Lies, Damn Lies and Statistics
If you were to use some simplified statistical comparison between the 1998 Tour de France and the 1999 Tour de France you would find little if any statistical significance in the performance of the riders with one exception: Tyler Hamilton who finished the 1998 Tour in fifty first place at 1 hour 39 minutes 53 seconds behind Marco Pantani, but who in 1999 finished thirteenth at 26 minutes 53 seconds behind Lance Armstrong. For the other riders who participated in the 1998 and 1999 Tours de France doped or not there is little improvement in performance: Frankie Andreu who admitted to using EPO in the 1999 Tour de France, 1998 finish, fifty eighth: 1 hour 53 minutes 44 seconds; 1999 finish, sixty fifth: 1 hour 59 minutes 1 second. George Hincapie showed no improvement either. One might conclude from this astonishing data that Frankie Andreu and George Hincapie unexpectedly had superior performance riding clean than riding doped, contrary to the conclusion of common sense. Of course, this is a bogus conclusion of anti doping crusader proportions, considering complicated variables such as the length of the Tour, the difference in mountain stages, and the most important variable of all, was Marco Pantani riding with or without dope? But when, if ever, has the nay sayers and accusers ever for one second considered all of the variables before making accusations? Never?

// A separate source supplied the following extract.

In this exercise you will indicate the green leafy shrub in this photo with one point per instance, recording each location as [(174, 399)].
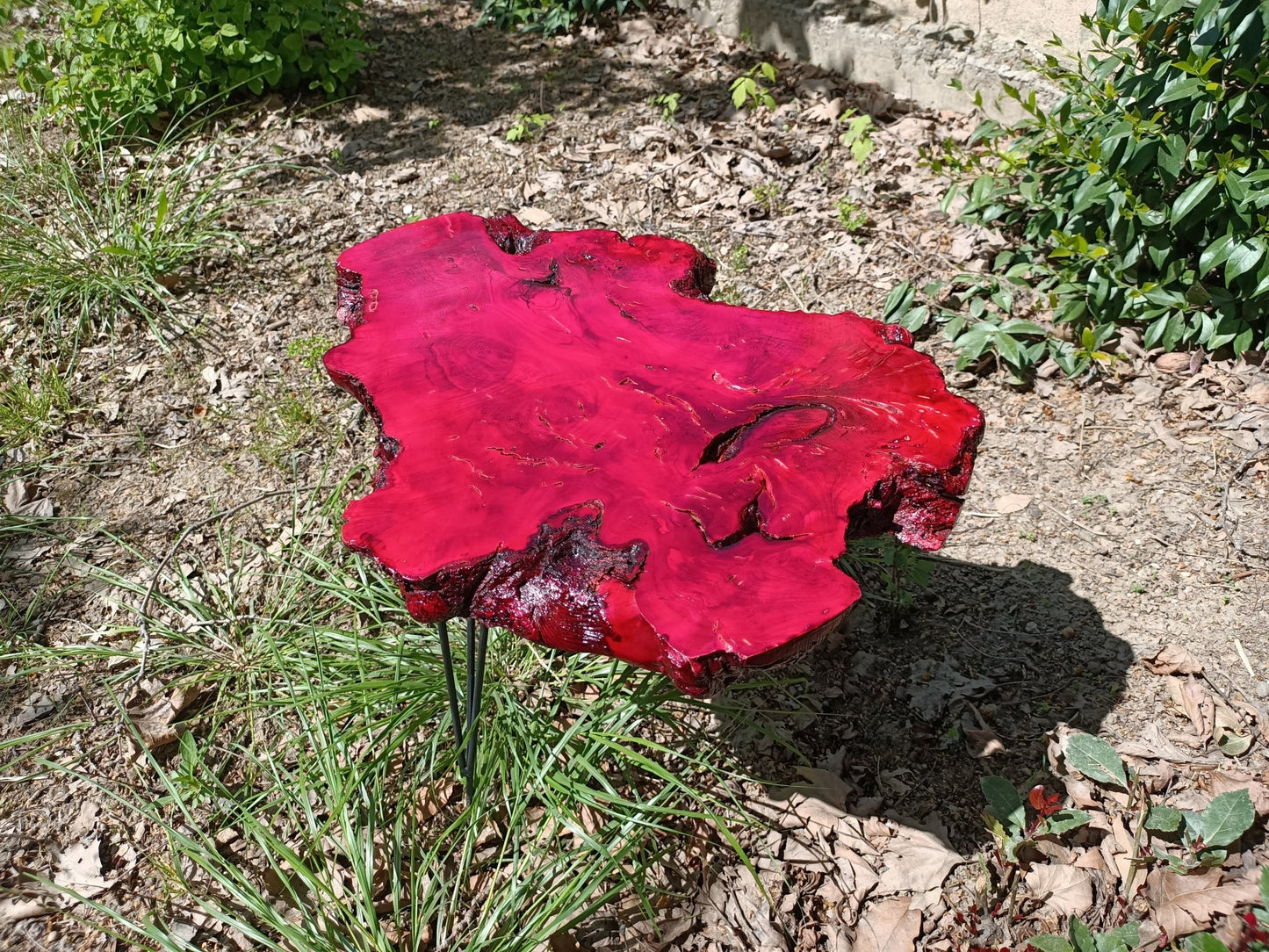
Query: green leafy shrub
[(547, 17), (151, 59), (1143, 196)]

Has the Issue of U.S. Postal Doping Previous to Lance Armstrong and Johan Bruyneel Been Resolved?
Emma O' Reilly says there was a program of performance enhancing substance use in place as far back as 1997. Frankie Andreu may have deceived more than his wife with an improbable declaration of innocence, but he has no incentive to come clean and admit his complicity in doping previous to 1999; because he has more to gain from press declarations of him as a vindicated victim. Of course, there is no need to mention the fact that his wife Betsy thrives on her role as the wrongly accused insulted woman. USADA has no incentive because there would be more cobwebs to clean out of closets, more non-analytical positives, further suspensions, and destroyed delusions. USADA has a vested interest in confusing the public interest by maintaining the myth that Frankie Andreu, Tyler Hamilton, and George Hincapie were clean, so clean, prior to 1999. Of what interest to anyone would it be to accept the fact that the bully was not forcing anyone to do what they had been doing all along, doping and cheating to gain an advantage and survive? As Richard Virenque said, "I took drugs, I had no choice," not post Lance Armstrong and Johan Bruyneel, but during the 1998 Tour de France. If this logic applied to Richard Virenque why not this mindset for the entire peloton? Where was the thermos bottle of EPO and the Rolex watches during the 1998 Tour de France? Or were Rolex watches only purchased for EPO toting motorcyclists by teams who won the Tour de France?